Suddenly it’s there, the Northern Lights. The green star dust, the divine angel light. No church is needed here. You become so solemn. It feels so sacred. We lay on our backs in the snow in oversized overalls and take it in. It feels so close. As if the light is dancing right up above us. Almost so it stroked our cheeks. For a moment we think it’s coming to pick us up.

The word Arctic comes from the ancient Greek Articos, which means the land of the great bear, we heard somewhere. It does not actually come from the polar bear, but from the constellation of Big Bear, which can be seen in the northern sky. When we lie on our backs in the snow in the Northern Hemisphere and look up at the stars, we are so overwhelmed by the fact that we are here, in the middle of the land of the Great Bear, and that we are only small people in our time. Northern lights are so timeless, so magical and so mysterious. This evening its so strong and intense as we have never experienced it before.

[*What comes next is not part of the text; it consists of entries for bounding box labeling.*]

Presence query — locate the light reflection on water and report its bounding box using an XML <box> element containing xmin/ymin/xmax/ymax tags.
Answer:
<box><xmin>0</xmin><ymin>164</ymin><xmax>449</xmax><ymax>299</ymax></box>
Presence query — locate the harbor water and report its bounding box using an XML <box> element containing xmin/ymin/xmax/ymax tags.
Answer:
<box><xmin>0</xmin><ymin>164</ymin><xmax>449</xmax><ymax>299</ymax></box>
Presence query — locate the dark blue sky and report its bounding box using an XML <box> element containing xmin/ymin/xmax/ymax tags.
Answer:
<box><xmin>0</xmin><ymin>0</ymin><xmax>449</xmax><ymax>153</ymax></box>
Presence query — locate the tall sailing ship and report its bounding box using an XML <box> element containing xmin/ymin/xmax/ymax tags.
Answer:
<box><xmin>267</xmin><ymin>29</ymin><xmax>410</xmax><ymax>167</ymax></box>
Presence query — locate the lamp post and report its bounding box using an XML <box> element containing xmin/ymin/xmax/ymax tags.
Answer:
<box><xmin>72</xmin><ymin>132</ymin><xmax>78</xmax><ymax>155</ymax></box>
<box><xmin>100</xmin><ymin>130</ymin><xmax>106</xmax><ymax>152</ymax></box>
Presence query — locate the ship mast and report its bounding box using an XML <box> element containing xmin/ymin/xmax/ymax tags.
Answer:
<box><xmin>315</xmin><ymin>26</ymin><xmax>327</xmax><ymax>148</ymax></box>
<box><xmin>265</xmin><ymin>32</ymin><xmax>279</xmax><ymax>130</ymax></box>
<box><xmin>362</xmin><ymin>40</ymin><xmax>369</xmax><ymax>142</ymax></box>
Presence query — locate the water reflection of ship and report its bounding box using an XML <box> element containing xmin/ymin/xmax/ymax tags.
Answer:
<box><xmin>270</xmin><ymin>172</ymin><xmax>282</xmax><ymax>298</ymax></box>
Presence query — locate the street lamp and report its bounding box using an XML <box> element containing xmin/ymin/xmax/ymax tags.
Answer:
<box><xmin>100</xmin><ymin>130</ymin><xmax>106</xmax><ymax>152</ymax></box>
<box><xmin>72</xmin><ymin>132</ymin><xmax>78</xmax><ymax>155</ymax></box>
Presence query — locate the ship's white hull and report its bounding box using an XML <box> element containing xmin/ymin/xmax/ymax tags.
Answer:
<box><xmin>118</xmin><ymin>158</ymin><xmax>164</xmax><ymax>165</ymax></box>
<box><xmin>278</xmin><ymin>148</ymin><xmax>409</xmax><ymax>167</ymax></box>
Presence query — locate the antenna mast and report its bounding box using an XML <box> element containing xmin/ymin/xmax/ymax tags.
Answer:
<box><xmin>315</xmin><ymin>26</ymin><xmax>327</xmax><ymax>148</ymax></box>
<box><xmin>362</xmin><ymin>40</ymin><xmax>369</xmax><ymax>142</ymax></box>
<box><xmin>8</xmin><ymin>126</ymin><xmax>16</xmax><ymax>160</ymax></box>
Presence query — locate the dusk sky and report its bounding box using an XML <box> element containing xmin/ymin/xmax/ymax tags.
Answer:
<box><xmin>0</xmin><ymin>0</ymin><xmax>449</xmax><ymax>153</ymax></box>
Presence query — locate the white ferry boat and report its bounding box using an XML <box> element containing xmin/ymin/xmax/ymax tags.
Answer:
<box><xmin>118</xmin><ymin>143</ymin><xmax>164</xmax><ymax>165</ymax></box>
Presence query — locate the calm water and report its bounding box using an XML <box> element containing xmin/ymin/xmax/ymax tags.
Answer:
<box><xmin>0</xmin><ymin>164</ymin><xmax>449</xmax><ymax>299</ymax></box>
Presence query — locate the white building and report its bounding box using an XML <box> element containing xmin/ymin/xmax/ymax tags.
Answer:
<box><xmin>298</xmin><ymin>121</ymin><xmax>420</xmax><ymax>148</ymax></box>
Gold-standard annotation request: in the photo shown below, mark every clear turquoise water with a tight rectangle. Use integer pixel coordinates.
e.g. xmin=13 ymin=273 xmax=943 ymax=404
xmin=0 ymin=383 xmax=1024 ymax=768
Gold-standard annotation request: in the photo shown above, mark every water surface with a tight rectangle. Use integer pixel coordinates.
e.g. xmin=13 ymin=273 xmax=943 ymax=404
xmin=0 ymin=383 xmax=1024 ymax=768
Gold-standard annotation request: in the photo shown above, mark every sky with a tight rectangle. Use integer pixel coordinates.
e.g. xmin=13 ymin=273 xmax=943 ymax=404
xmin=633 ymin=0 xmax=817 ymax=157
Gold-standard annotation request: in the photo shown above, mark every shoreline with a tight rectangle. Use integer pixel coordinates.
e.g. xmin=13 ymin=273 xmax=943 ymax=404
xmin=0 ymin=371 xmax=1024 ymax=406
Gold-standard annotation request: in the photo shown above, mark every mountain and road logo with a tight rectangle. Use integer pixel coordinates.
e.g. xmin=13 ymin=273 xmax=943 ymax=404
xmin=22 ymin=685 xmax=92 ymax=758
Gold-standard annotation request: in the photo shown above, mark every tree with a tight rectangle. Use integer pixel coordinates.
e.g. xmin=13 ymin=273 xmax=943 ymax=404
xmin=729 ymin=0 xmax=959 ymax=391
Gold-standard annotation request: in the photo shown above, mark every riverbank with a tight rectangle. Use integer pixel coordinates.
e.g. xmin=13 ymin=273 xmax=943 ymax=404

What is it about Svalbard and the raw nature that makes us almost obsessed and makes us having to return again and again? A longing. A mood. The light. The cold. The silence. The colors. When we are out in this nature, the wilderness, it is as if our senses come alive again. As if something clicks into place and we become whole individuals again. We use the senses in a completely different way here in the ice. We are present. Keeping up. We are alive.

It’s as if we’re wondering if Svalbard looks like a feeling rather than a place. “The land that is not,”painter Kåre Tveter sais about Svalbard. You have to go there to understand what he meant. Because that’s just the way it is.

It’s almost so that we don’t get up the third day. We know the adventure soon is over. In our hearts, the wilderness will live on forever, in gratitude and deep humility.

Thank you, Green Dog Svalbard AS and super guide Marcel for days we will never forget. Thanks, Ida, Ingeborg, Anette and Barbro, for being just the ones to join us on this journey. We couldn’t have wished for better travel companions! Memories of life scratched into the soul.